Making pictures with John Enman

Cruising the neighbourhood

The rain finally gave way to a sunny day and I decided I’d take a late afternoon drive when the natural infrared light seems to be the strongest.

I charged the batteries and took the camera I had converted to infrared and headed on up the road looking for scenes and subjects that I thought would look good in IR. The light was getting low in the west (the same way I was heading).

The lens I like to use on that camera is a Sigma 20-40mm. It is sharp and works well with my converted camera. However, it flares easily so I always point it away from the sun, and I have discovered that my IR camera also makes better images with the sun on them instead of behind.

I was driving slow, so it wasn’t a problem to keep checking behind and even stopping to check the scene.

I know the price of fuel is crazy expensive, but I figure that expense is just the cost of my hobby. Anyway, it was only a few miles up the road and back, and my Honda gets pretty good mileage.

It is always fun shooting IR. I can get those colourfully “altered reality” scenes when the light is right. There are often unusually deep blue skies, and trees that are yellow or white instead of green, and I like the sometimes contrasty dark skies with white vegetation when I make a black and white infrared photograph. As I have written before, “They seem to have an otherworldly look.”

I enjoy photographing my neighbourhood at anytime and with any camera, even though there hasn’t been much change in the 40 plus years I have lived here. Gosh, I sure have used lots of different cameras as well, film and now digital. IR is just another way of getting creative with photography.

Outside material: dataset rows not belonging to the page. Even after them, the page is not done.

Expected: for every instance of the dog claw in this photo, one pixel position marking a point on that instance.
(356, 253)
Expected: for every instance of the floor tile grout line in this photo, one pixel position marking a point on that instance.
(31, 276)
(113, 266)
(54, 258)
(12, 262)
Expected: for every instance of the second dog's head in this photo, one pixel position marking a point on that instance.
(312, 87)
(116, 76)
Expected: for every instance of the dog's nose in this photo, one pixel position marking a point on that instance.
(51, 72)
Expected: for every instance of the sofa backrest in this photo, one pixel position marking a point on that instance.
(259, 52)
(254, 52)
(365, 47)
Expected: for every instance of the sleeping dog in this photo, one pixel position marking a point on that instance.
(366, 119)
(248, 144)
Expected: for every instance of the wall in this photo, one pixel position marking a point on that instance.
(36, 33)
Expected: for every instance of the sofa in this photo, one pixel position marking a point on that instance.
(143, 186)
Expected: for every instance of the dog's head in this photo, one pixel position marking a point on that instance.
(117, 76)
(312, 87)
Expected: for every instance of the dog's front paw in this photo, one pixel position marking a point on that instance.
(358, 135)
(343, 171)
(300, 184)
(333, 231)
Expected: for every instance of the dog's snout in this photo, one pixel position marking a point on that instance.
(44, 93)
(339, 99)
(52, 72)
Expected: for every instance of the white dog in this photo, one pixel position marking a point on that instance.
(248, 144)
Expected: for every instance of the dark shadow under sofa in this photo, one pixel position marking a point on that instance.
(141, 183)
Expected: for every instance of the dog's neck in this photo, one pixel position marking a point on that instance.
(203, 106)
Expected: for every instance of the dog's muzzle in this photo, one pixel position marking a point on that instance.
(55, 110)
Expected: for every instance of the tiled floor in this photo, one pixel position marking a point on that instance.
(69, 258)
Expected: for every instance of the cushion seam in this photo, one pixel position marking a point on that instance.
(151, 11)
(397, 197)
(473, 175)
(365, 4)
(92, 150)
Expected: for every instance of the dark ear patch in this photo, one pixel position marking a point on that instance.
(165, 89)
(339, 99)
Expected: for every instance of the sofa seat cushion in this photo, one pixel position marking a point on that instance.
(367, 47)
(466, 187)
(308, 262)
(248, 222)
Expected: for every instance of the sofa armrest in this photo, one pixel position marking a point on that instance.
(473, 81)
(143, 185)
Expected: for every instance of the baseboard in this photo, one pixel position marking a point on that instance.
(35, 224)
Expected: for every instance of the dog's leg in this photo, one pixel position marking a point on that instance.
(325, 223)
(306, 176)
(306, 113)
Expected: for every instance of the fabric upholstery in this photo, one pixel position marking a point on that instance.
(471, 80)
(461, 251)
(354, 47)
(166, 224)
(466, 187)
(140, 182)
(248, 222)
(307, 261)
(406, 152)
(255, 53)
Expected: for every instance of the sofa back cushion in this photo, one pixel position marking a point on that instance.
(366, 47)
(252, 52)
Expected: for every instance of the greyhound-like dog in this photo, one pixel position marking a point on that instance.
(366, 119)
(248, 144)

I once quoted photographer Nathan Wirth who said, “I wanted something different to experiment with, and I saw the potential to experiment with those infrared whites that come from the greens and the infrared blacks that come from the blues…and manipulate them until I found the stark contrasts that I was interested in.”

A fellow in Washington State did my first IR conversion. The IR camera I am now using came from an eBay seller. If one is handy, there are how-to IR conversion instructions on the Internet. One of the more popular companies, Lifepixel, not only does conversion, but also shows photographers how to do their own.

Spring is a perfect time to take pictures with any kind of camera: film, Digital, or IR (film and digital). Readers should be out testing that new macro, wide-angle, telephoto or whatever. Driving a car, riding a bike or walking. And as always, get creative and try something different.

Stay safe and be creative. These are my thoughts for this week.